最初のうちは人数も少なかったから、芸術科の教員で何とかできたのですが、生徒が増えるとそうはいかないので、どうしても学年の協力が必要になります。それによって、いろいろな面での広がりが生まれてきました。今では「芸術科が退くぞと言ったらこの学校は終わりだ」(笑)というくらいになりました。
(岩佐先生)
「芸術の日」の経験から土曜講座も作られました。希望制で現在73講座あります。
(中山)
ホームページにある家庭科の授業もそうですか。
(岩佐先生)
家庭科の授業は高校のものです。土曜講座ではありませんが、「芸術の日」が基になっている点では同じでしょう。
(中山)
生徒の評判はいかがですか。
(髙田先生)
そうですね、週5日制の限られた時間の中でもいろいろなことができるので、楽しい様子です。本校の教員は遊ぶことが好きなので(笑)、いろいろなものが生まれてくるのですよ。
(中山)
その他に、独自のものとして挙げられるものは何でしょうか。
(髙田先生)
教員が自主的に取り組んだものとしては、数学の自主教材の作成、コンピュータでの教育も本校が最初でしょう。これも自主教材を作って組んでいます。英語でコンピュータを利用して行う教育は抜群の効果を生みましたね。今日の英語指導にも生きています。
(中山)
忙しいことでのマイナス面はないのでしょうか。
(髙田先生)
確かに忙しくて辛いと思う教員もいるでしょう。しかし学校改革を通じて、前理事長は「大変だなんていうんじゃない、給料もらっているのだから当たり前だろう」と言い続けていました。
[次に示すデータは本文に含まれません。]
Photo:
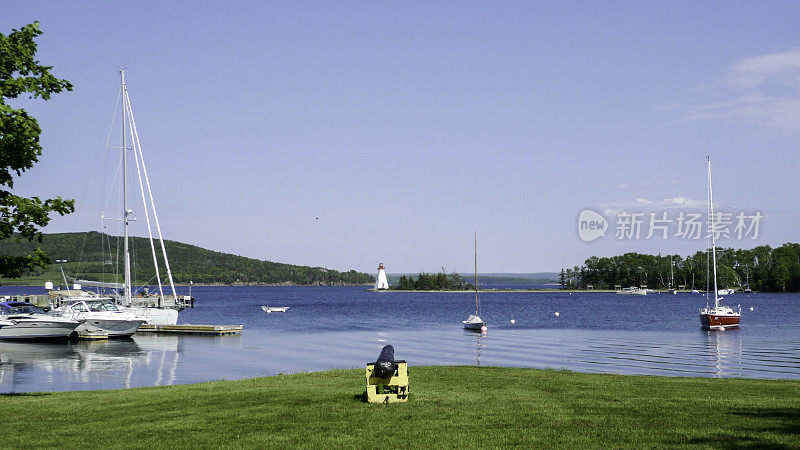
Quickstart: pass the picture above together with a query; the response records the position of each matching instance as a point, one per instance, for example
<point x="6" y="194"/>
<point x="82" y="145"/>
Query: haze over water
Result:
<point x="345" y="327"/>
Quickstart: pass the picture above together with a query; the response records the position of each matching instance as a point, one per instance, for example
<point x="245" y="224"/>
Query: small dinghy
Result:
<point x="269" y="309"/>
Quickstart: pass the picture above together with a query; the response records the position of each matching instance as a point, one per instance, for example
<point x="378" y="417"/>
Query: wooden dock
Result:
<point x="187" y="328"/>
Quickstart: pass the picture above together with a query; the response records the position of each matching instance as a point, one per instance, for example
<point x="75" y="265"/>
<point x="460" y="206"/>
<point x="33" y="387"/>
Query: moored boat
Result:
<point x="270" y="309"/>
<point x="474" y="321"/>
<point x="719" y="316"/>
<point x="22" y="320"/>
<point x="632" y="291"/>
<point x="99" y="315"/>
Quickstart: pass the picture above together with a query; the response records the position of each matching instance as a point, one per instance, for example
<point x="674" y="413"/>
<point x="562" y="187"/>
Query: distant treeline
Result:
<point x="97" y="256"/>
<point x="764" y="268"/>
<point x="433" y="282"/>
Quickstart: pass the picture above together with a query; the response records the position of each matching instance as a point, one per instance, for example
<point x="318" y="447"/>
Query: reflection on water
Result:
<point x="726" y="352"/>
<point x="479" y="346"/>
<point x="152" y="360"/>
<point x="330" y="328"/>
<point x="118" y="363"/>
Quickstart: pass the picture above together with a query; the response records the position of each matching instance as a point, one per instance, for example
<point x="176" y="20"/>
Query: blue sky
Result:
<point x="405" y="126"/>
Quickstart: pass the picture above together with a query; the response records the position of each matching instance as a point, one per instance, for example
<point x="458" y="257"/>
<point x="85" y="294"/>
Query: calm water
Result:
<point x="336" y="327"/>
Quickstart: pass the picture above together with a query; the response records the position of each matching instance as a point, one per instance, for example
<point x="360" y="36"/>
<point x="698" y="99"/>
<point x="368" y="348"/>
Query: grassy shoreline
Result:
<point x="462" y="406"/>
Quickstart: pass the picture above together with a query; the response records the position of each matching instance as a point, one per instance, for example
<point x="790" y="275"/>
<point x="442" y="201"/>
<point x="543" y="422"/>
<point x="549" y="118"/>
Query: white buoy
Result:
<point x="381" y="282"/>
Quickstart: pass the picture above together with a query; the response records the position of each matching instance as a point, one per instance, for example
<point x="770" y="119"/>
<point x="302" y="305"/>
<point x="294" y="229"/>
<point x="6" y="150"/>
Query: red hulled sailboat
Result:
<point x="719" y="316"/>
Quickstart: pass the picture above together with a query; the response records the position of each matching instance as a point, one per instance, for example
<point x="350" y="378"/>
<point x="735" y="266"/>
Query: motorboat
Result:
<point x="632" y="291"/>
<point x="271" y="309"/>
<point x="99" y="315"/>
<point x="23" y="320"/>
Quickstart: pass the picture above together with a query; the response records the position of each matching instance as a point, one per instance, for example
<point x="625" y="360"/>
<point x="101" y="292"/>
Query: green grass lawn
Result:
<point x="462" y="406"/>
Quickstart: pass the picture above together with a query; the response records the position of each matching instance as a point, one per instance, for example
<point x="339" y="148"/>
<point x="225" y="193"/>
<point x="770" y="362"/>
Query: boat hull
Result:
<point x="717" y="321"/>
<point x="474" y="323"/>
<point x="156" y="316"/>
<point x="112" y="327"/>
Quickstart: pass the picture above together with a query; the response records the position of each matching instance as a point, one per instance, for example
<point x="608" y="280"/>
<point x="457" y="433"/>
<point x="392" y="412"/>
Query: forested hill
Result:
<point x="95" y="256"/>
<point x="762" y="268"/>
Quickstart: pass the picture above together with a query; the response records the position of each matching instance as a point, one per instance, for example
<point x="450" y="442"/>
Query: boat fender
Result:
<point x="385" y="366"/>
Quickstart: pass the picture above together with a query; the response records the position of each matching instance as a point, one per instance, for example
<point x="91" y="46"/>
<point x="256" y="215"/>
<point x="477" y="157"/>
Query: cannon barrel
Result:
<point x="386" y="365"/>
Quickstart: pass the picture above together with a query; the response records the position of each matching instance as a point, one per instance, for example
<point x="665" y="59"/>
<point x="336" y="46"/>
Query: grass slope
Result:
<point x="463" y="406"/>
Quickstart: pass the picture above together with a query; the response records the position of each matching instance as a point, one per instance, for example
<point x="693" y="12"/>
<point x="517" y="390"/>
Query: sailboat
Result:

この学校のために、自分が担当している生徒のために、何をやったかが基準なのです。厳しい言い方ですが、「忙しい」というのは無駄が多いからだと思いますね。
(中山)
無駄なことをしないようにするにはどのようにしたらよいとお考えですか。
(髙田先生)
たとえば、教科で取り組むことは共通の話題にしてコンピュータに必要事項を打ち込んでおけば良いだろうと思います。本校では必要な情報はオープンにしておくことにしています。みんな共通の認識に立って、校長と同じような基準で判断できなければならないと思うからです。
(中山)
最近、同じような考えに基づいて学校を運営されている校長先生も多くなりましたが、逗子開成はずいぶん前から取り組んでいらっしゃるのですね。
(髙田先生)
そうですね。あわせて学校外に対してもオープンにしています。教員は放っておくと保守的になってしまいがちです。「教員の常識は世間の非常識である」などと言われるようでは困るので、外部の人たちと接する機会を持つようにしています。運動会に学校をお貸したり、映画会に逗子の人たちが見えたりすること、学友会やPTAに対してもどんどん来てほしいと働きかけています。
「自然に触れることは大切なことだ」
(中山)
逗子開成ではすでに週5日制を導入されています。2002年から始まる新しい指導要領の導入に関して生徒の学力の低下が懸念されていますが。
(髙田先生)
学力を落としてはならないことは当たり前です。
他にも、劣ると思っている表現力を伸ばすための指導を進めていく必要があると思います。学力は単なる物知りではなく、ひとつの見識というか、社会的、歴史的な背景を持って自分が置かれている状況に対処できる教養でなくてはなりません。
このような困った時代になったからこそ、高い深い学力を持って、社会に貢献できる人材、つまり真のエリートを作りたいですね。本校の生徒にはそんな人材に育ってほしいと思います。
(中山)
現在の学力面で特に問題だと思われるのは何でしょうか。
(髙田先生)
気がかりなことの1つは、理科の教育です。今、子どもたちやその親たちが理科を勉強することが悪いことのように考えている場合があるようです。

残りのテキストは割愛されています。